Tuesday, June 6, 2017

Movie Review: Fist Fight

Fist Fight ** / *****
Directed by: Richie Keen. 
Written by: Van Robichaux & Evan Susser and Max Greenfield.
Starring: Charlie Day (Andy Campbell), Ice Cube (Strickland), Tracy Morgan (Coach Crawford), Jillian Bell (Holly), Dean Norris (Principal Tyler), Christina Hendricks (Ms. Monet), Kumail Nanjiani (Mehar), Dennis Haysbert (Superintendent Johnson), JoAnna Garcia Swisher (Maggie), Alexa Nisenson (Ally).
 
After watching Fist Fight this past Saturday night, my wife turned to me and asked why we cannot watch funny movies anymore. Our Fist Fight experience came just a couple of weeks after we gave up on the Bryan Cranston/James Franco vehicle Why Him? after about 30 minutes, and about a week after we made it all the way through Office Christmas Party with a normally reliable stable of actors like Jason Bateman, Jennifer Aniston, Kate Mackinnon, Olivia Munn, Vanessa Bayer and TJ Miller, with nary a laugh between us. Fist Fight is, it must be said, slightly better than those two movies – if for no other reason than Tracey Morgan made me laugh a few times, as did Jillian Bell, and although a late musical number relies on the tired and lazy trope of “kids swearing is funny”, that knowledge doesn’t make kids swearing not actually funny.
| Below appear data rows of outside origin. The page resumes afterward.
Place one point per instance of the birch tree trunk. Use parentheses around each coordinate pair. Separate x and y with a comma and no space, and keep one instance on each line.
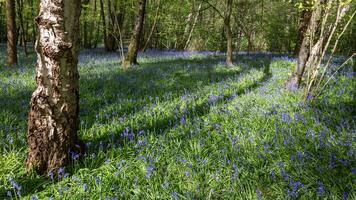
(11,32)
(54,108)
(131,57)
(305,49)
(227,24)
(303,27)
(193,27)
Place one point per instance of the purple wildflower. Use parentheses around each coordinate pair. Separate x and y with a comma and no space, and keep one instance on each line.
(320,190)
(182,120)
(258,194)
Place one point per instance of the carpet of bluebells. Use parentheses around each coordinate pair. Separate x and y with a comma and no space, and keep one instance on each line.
(182,125)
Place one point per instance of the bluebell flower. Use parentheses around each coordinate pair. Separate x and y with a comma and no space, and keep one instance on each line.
(273,175)
(320,189)
(213,98)
(258,194)
(165,185)
(50,175)
(344,196)
(175,195)
(149,170)
(120,164)
(182,120)
(33,197)
(353,171)
(85,187)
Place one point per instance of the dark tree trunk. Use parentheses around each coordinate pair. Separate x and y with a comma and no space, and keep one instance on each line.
(11,33)
(102,13)
(131,57)
(295,80)
(22,26)
(110,40)
(227,24)
(53,117)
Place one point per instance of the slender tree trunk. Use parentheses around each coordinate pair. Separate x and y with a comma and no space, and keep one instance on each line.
(11,33)
(193,27)
(227,24)
(294,81)
(153,26)
(53,117)
(131,57)
(303,27)
(111,43)
(22,26)
(102,13)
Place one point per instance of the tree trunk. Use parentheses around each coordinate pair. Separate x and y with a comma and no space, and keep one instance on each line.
(53,117)
(193,27)
(22,26)
(102,13)
(227,24)
(131,57)
(153,26)
(110,40)
(303,27)
(11,33)
(294,81)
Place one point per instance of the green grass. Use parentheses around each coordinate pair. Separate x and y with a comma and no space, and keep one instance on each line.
(195,129)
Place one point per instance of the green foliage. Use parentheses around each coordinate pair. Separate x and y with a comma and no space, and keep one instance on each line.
(191,128)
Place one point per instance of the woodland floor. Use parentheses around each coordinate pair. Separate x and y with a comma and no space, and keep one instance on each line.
(184,126)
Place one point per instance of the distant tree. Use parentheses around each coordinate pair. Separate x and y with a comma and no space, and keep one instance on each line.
(305,48)
(131,57)
(54,107)
(227,24)
(304,20)
(11,32)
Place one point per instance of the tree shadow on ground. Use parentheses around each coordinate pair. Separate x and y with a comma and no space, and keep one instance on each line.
(188,75)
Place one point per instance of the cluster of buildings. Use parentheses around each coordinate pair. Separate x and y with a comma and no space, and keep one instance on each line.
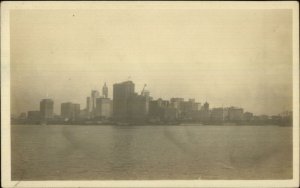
(132,107)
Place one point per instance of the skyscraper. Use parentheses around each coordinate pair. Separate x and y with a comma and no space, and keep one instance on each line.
(88,104)
(94,96)
(103,108)
(105,91)
(70,111)
(46,108)
(121,93)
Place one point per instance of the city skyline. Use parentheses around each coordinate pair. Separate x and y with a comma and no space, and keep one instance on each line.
(228,57)
(101,94)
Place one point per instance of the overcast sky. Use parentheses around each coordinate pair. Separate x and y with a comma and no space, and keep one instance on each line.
(228,57)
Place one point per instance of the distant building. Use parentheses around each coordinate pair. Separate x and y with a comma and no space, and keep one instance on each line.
(171,114)
(33,116)
(204,113)
(138,107)
(46,109)
(94,95)
(187,108)
(121,93)
(216,115)
(89,107)
(70,111)
(235,114)
(22,116)
(248,116)
(103,108)
(105,91)
(157,108)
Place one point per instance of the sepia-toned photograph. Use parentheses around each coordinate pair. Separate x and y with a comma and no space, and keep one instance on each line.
(129,92)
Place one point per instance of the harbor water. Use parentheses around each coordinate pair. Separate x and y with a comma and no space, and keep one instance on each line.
(81,152)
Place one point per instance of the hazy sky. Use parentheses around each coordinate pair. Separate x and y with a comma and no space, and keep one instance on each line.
(227,57)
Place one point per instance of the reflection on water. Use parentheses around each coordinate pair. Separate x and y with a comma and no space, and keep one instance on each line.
(121,153)
(66,152)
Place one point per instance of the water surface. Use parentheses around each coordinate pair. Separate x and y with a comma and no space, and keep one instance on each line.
(72,152)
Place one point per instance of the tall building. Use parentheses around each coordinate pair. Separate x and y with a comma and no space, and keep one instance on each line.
(70,111)
(235,114)
(103,108)
(33,116)
(105,91)
(88,104)
(217,115)
(46,109)
(204,113)
(138,107)
(94,95)
(157,108)
(121,93)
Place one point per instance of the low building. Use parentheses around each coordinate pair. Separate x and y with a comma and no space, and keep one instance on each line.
(235,114)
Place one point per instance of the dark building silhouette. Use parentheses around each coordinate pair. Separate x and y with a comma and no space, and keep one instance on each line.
(105,91)
(121,93)
(103,108)
(46,109)
(157,108)
(217,115)
(33,116)
(70,111)
(138,107)
(204,113)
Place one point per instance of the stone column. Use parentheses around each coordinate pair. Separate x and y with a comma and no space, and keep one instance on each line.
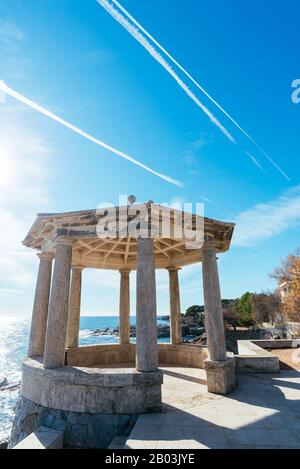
(54,356)
(73,324)
(220,369)
(213,305)
(124,311)
(40,307)
(146,321)
(175,310)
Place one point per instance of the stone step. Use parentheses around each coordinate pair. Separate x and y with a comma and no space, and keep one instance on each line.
(118,442)
(42,438)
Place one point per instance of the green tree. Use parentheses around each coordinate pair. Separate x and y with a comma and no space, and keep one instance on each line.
(244,308)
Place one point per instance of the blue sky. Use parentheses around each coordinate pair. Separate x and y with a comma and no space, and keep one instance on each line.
(72,57)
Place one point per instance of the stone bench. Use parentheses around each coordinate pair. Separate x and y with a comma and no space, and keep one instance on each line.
(252,358)
(42,438)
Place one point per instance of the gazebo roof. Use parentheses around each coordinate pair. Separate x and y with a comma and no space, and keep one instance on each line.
(119,252)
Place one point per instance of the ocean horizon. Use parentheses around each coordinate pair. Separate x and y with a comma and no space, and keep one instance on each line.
(14,333)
But, I knew what she meant. Studio comedies have become lazy and formulaic – yes to a certain extent, they’ve always been formulaic, but more and more often, they feel like they aren’t even trying anymore. What really was the last great, laugh-out-loud, mainstream American movie comedy?
 
In this comedy, Charlie Day plays Andy Campbell, a mild mannered English teacher on the last day of school. Its senior prank day, and the students are going nuts, but he doesn’t really seem to care. He – along with the rest of the staff – may be fired, he has a wife who is about to give birth at any second, and a daughter who he has to help at her talent show that afternoon. But to Mr. Strickland (Ice Cube) – a history teacher, who has one emotion – anger. He asks Campbell to help him with a TV on the fritz in his class – and goes completely psycho when the students still sabotage it – bring an ax into the classroom. This doesn’t sit well with the Principal (Dean Norris) – who calls the pair into his office. Campbell snitches, Strickland gets fired – and then tells Campbell that at the end of the day, there’s going to be a fight.
 
Fist Fight should be funnier than it is. Charlie Day may only have one mode – all manic energy – but it’s a funny manic energy, and Ice Cube being angry is usually good for a laugh. Throw in Tracy Morgan doing his thing, Jillian Bell as an hilariously horny teacher, Christina Hendricks as a calmly psycho French teacher, and Kumail Nanjiani as a security guard, who unhelpfully tells Campbell that if it’s after the school day is over, it ain’t his problem – and Fist Fight should, at least, be passably funny – at least enough to make my wife and I, a few drinks in, laugh at the end of a long Saturday. Sadly though, it didn’t – not really. The film lacks a certain energy, and everyone seems to be going through the motions. Everyone is talented enough that those motions can be amusing at times, but it doesn’t change the fact that they’re still just going through them. American film comedy is in trouble – no one seems to know how to make a good one any more. Fist Fight is hardly to blame – but it sure doesn’t help.